These are a few anonymised studies that demonstrate the power of effective marketing.
Simple market research survey confirmed pricing strategy
A small company was developing a unique new tool for drug discovery. Initial market research had confirmed that there would be a significant global market for the product, and that companies would expect to pay prices similar to that of specialised kits already in the market. Drug discovery technology changes very rapidly, however, so a pre-launch survey was conducted, to ensure that the price range for the products would still be acceptable. A simple, short on-line survey was designed that asked questions about annual usage and acceptable prices, as well as rating the most important features they would expect from the product. The survey was sent to a representative mix of companies and academic institutions in Europe and the US, and a response rate of over 20% was achieved (anything over 5% is considered to be a good response). These results confirmed that the pricing strategy was correct, and also provided valuable information on the features that were most important to end users.
Making the most of partnering events
A newly established company planned to attend a partnering event in North America. As costs of attending were high, careful planning was required to get the most out of the event. Pre-conference preparation included: preparation of a detailed company profile for the partnering website; extensive searches of the profiles of all other delegates and carefully worded meeting invitations to potential partners. This detailed preparation resulted in a full programme of one-to-one meetings during the event, as well as some informal meeting invitations, leading to several new business opportunities.
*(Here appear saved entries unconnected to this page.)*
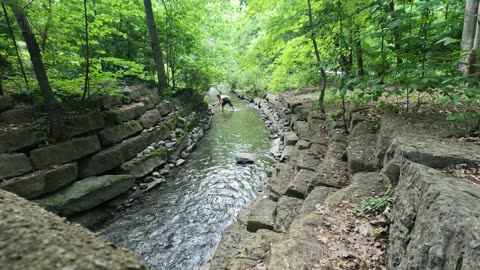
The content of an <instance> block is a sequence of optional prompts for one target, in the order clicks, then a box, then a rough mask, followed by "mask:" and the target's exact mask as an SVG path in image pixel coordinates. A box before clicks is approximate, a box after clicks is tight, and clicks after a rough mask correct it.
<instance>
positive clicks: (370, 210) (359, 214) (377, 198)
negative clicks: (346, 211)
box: [350, 188, 394, 217]
mask: <svg viewBox="0 0 480 270" xmlns="http://www.w3.org/2000/svg"><path fill="white" fill-rule="evenodd" d="M393 192H394V190H393V189H392V188H389V189H387V191H385V193H384V194H383V196H381V197H378V198H369V199H366V200H362V202H361V203H360V206H359V207H358V208H355V209H353V210H352V211H351V212H350V215H352V216H355V217H358V216H362V215H364V214H372V213H373V214H378V213H382V212H383V211H384V210H385V208H386V207H387V206H388V205H389V204H391V203H393Z"/></svg>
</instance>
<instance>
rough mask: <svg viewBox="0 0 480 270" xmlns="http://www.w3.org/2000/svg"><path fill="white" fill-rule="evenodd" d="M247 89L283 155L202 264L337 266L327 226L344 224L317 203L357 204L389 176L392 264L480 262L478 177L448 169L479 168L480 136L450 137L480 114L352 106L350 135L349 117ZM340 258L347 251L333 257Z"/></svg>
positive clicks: (466, 263)
mask: <svg viewBox="0 0 480 270" xmlns="http://www.w3.org/2000/svg"><path fill="white" fill-rule="evenodd" d="M240 97H241V98H242V97H243V98H244V99H246V100H247V101H250V102H253V103H254V104H255V106H256V107H257V108H259V110H260V111H261V112H262V117H263V118H264V121H265V123H266V124H267V127H268V128H269V130H270V131H271V132H272V136H271V137H272V139H273V146H272V155H273V156H275V157H276V158H277V159H278V160H279V163H277V164H276V165H275V166H274V168H273V169H272V172H271V173H270V174H269V177H268V179H267V181H266V186H265V189H264V191H263V192H262V193H260V194H259V196H258V198H257V199H256V200H255V201H254V202H253V203H252V204H251V205H250V206H249V207H248V208H247V209H245V210H244V211H243V212H242V213H240V215H239V216H238V218H237V221H236V222H235V223H233V224H232V225H231V226H230V227H228V228H227V229H226V231H225V232H224V234H223V236H222V240H221V242H220V244H219V246H218V248H217V251H216V252H215V254H214V256H213V258H212V259H211V261H210V262H209V263H208V264H206V265H205V267H204V269H313V268H318V267H320V268H321V267H326V269H330V268H328V264H326V263H325V262H326V261H329V260H331V259H332V258H324V256H326V255H323V254H327V253H328V252H327V251H328V249H329V248H331V247H329V243H328V242H325V241H322V239H327V238H326V237H327V236H325V235H323V233H325V230H321V229H320V228H325V226H326V225H325V224H329V225H328V226H344V225H342V224H335V220H328V222H327V223H325V220H324V215H323V214H322V213H323V210H320V209H330V211H335V209H337V208H338V207H341V206H342V204H343V203H347V202H348V203H354V204H355V203H357V204H358V203H359V202H360V201H361V200H362V199H363V198H366V197H372V196H378V195H382V194H383V191H384V190H385V189H386V187H387V186H389V185H390V186H393V187H396V194H395V203H394V205H393V210H392V215H391V216H392V219H391V220H390V221H389V222H390V223H391V225H390V228H391V229H390V238H389V240H390V244H389V249H388V263H387V264H388V265H387V267H388V268H389V269H476V268H478V267H479V265H480V263H479V262H478V258H480V249H479V248H478V247H480V242H478V241H479V239H480V235H479V230H478V228H477V227H478V225H475V224H480V223H479V221H480V220H478V218H479V217H480V210H479V208H478V205H476V204H475V202H476V201H477V200H478V198H479V195H478V193H479V192H480V183H473V182H471V181H466V180H465V179H460V178H459V177H455V176H454V175H446V174H445V173H444V172H443V171H444V169H445V168H446V167H447V166H455V165H457V166H458V165H459V164H460V165H461V166H462V168H463V167H464V168H465V169H469V168H470V169H474V168H476V169H480V167H479V166H480V156H479V153H480V146H479V145H475V144H467V143H461V142H458V141H455V140H452V139H448V138H450V137H459V136H464V135H465V134H467V133H468V132H469V131H471V130H475V129H478V126H476V125H478V119H476V121H475V119H474V121H465V122H452V121H446V120H445V117H444V116H435V115H426V114H409V115H396V114H385V115H383V116H382V118H381V120H380V122H379V123H374V122H369V121H367V119H366V117H364V116H363V115H362V114H361V113H360V112H353V111H352V113H350V114H349V115H348V119H349V123H348V126H349V131H350V134H349V135H348V136H347V135H345V134H344V132H343V124H342V123H339V122H335V121H332V120H326V119H325V117H323V116H322V115H321V114H319V113H317V112H314V111H312V110H311V109H310V108H309V106H308V105H303V104H301V103H299V102H297V101H294V100H292V101H290V100H289V99H288V98H285V97H278V96H275V95H272V94H268V95H267V96H266V98H265V99H259V98H255V99H252V98H249V97H244V96H242V95H241V94H240ZM378 127H380V128H378ZM421 164H422V165H421ZM426 166H428V167H426ZM438 169H440V170H438ZM455 198H461V199H458V200H457V199H455ZM454 201H455V202H454ZM454 220H456V221H454ZM372 241H373V240H372ZM349 246H350V248H352V252H356V250H355V247H354V246H353V245H349ZM333 248H335V247H333ZM385 252H386V251H385ZM385 252H384V253H385ZM351 254H354V253H351ZM344 259H345V258H344ZM338 260H343V259H342V258H340V257H338V258H333V261H334V262H335V261H338ZM345 260H346V259H345ZM384 265H385V264H384ZM330 267H333V268H335V267H338V265H337V264H334V265H330Z"/></svg>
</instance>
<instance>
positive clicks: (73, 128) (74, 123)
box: [64, 112, 105, 137]
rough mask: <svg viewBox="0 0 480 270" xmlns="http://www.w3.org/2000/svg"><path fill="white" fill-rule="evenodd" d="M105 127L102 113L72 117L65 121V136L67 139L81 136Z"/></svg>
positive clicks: (75, 116) (96, 113)
mask: <svg viewBox="0 0 480 270" xmlns="http://www.w3.org/2000/svg"><path fill="white" fill-rule="evenodd" d="M104 127H105V119H104V117H103V114H102V113H100V112H91V113H87V114H84V115H79V116H74V117H70V118H68V119H66V120H65V127H64V134H65V135H66V136H67V137H73V136H77V135H81V134H84V133H87V132H90V131H94V130H99V129H102V128H104Z"/></svg>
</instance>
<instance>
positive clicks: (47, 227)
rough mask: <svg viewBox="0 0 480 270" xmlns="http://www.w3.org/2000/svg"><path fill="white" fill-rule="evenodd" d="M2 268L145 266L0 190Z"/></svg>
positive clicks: (30, 205) (39, 210)
mask: <svg viewBox="0 0 480 270" xmlns="http://www.w3.org/2000/svg"><path fill="white" fill-rule="evenodd" d="M0 209H1V210H0V228H2V229H1V231H0V243H2V252H1V255H0V265H1V268H2V269H12V270H13V269H38V270H40V269H42V270H43V269H45V270H46V269H99V268H103V269H132V270H134V269H146V268H145V267H144V266H142V264H141V263H140V261H139V260H138V259H137V258H136V257H135V256H134V255H133V254H132V253H130V252H128V251H126V250H124V249H120V248H118V247H115V246H113V245H112V244H111V243H108V242H106V241H105V240H103V239H101V238H100V237H97V236H96V235H95V233H92V232H91V231H89V230H87V229H84V228H83V227H81V226H78V225H72V224H70V223H69V222H68V221H66V220H65V219H63V218H61V217H58V216H57V215H54V214H52V213H49V212H47V211H45V210H44V209H42V208H41V207H39V206H38V205H36V204H35V203H32V202H29V201H27V200H25V199H23V198H20V197H18V196H16V195H15V194H13V193H10V192H6V191H2V190H0Z"/></svg>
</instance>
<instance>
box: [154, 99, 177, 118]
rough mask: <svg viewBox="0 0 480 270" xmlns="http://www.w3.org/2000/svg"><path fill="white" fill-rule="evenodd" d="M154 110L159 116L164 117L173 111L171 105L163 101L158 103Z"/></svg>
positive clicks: (172, 106) (166, 102) (167, 101)
mask: <svg viewBox="0 0 480 270" xmlns="http://www.w3.org/2000/svg"><path fill="white" fill-rule="evenodd" d="M155 108H156V109H157V110H158V112H160V115H161V116H162V117H164V116H166V115H167V114H169V113H171V112H172V111H173V104H172V103H170V102H169V101H166V100H163V101H161V102H160V103H158V104H157V106H156V107H155Z"/></svg>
Generating new sales leads through e-newsletters
A biotechnology services company had been sending out printed quarterly newsletters for several years. Each newsletter had a further information form where recipients could request further information or items related to the services highlighted in the newsletter. Customers liked the mix of industry and product news, but the quarterly frequency meant that new services could not be publicised quickly. A short monthly newsletter was designed, which featured one or two services and highlighted current industry events and news. A form was included in the enewsletter so that recipients could easily request further information. The additional news format resulted in a significant increase (up to 150%, depending on the articles) in the number of enquiries each month.
Communicating the right information
A pharmaceutical company developed an improved new formulation of an existing product, designed to be more acceptable to the patient. The new formulation had improved bioavailability, so the amount of active ingredient was reduced. Marketing literature was produced that focussed on the benefits to the patient of the smaller tablets. The sales force, however, were having difficulty in convincing their customers that the new formulation did not impact on the efficacy of the product. After listening to the sales team, who explained the concerns of their customers, a new fact sheet was produced that provided more technical information on the new formulation. This information satisfied the needs of the customers for more technical information and gave sales people more confidence in the product, resulting in increased sales.